Wittgenstein has already made it clear with the broom/broomstick-brush case that he thinks there are problems with the idea of a final analysis, and he has discussed exactness in the course of discussing games.
§90

Our investigation (the Wittgensteinian conception of philosophy/the investigation into the concept of time) is not directed at phenomena (the things we experience in the world) - it isn't empirical. What we do is call to mind "the kinds of statement that we make about phenomena".
The query about time and other philosophical problems are grammatical (Wittgenstein is using the term 'grammar/grammatical' is a slightly idiosyncratic way here). We clear away/dissolve problems by exposing misleading analogies (is the misleading analogy in this case thinking of time as analogous to space? - We talk about something taking a certain length of time, etc.) - or by substituting one form of expression for another. Is Wittgensteinian philosophy 'conceptual analysis'? - Not really, although sometimes the procedure of substituting one form of expression for another resembles taking a thing apart (Wittgenstein clearly rejects the kind of analysis engaged in by the likes of Russell).
§89

So (following from §88) to think that logical formulations might make language perfectly exact is peculiar. What goal do you have in mind? Our language as we use it may well be fit for purpose even if we can imagine someone not understanding us or a situation in which what we say is not sufficiently exact.
Wittgenstein here gives a quote from Augustine, "what, then, is time? I know well enough what it is, provided that nobody asks me; but if I am asked what it is and try to explain, I am baffled." Wittgenstein suggests that what one has to do if one is baffled in this way is to call it to mind. He suggests that the confusion here is conceptual - not empirical (it's a confusion about the use of the word 'time' or of temporal concepts more generally).
This 'philosophical' question about time can be answered by considering something that is in plain view (the correct use of the word 'time' and of related temporal concepts).
Is it worth thinking about this in relation to the earlier remark about knowing and saying (§78)? Being able to explain time is not like being able to say how high Mont Blanc is.
Is the problem thinking that 'time' refers to some object (or that it refers to a concatenation of objects upon analysis)? I assume that Wittgenstein thinks that 'what is time?' is an ill-formed question.
§88

There is no single ideal of exactness. Exactness is relative to your goal and to the kind of thing under consideration. That which is inexact in some sense is not necessarily unusable or not fit for purpose.
§87

Words like 'red', 'dark', and 'sweet' are not 'indefinables' (the 'simple ideas' of the classical empiricists).

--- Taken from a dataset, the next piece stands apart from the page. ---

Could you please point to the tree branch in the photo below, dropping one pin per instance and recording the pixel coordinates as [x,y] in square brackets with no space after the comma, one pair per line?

Re: Moses: In §79 Wittgenstein suggested that "Moses did not exist" may mean various things (depending on which definite descriptions we 'lean upon'). But in §87 Wittgenstein suggests that I might specify what I mean (to remove doubts about what I mean) - I could say, "I take 'Moses' to mean the man, if there was such a man, who led the Israelites out of Egypt, whatever he was called then and whatever else he might have done". But, having removed this doubt, further explanations might be needed (about what 'Egypt' means, about who the Israelites are, and so on). Does this mean explanations are to go on forever to remove all doubts? - No. Explanations could be used to remove misunderstandings but we need not go on giving explanations unless we require one to avoid misunderstanding. - We don't need explanations to remove every misunderstanding imaginable.

Explanation of meaning = rule for the use (a use) of a word.

Wittgenstein is not a sceptic. Something like a signpost or a rule is perfectly in order ('complete') as long as it fulfils its purpose.
§86

Wittgenstein asks us to imagine the language game of §2 (the block/slab language) but with a chart. A gives B written signs ('block', 'slab') and B looks up the signs in a chart and finds a corresponding picture of a shape of a building stone.

B learns to look up the picture in the chart through training - by passing his finger from left to right (from sign to picture).

You could draw in arrows (to explain how you are to pass from sign to picture). But the chart was not incomplete without this schema of arrows.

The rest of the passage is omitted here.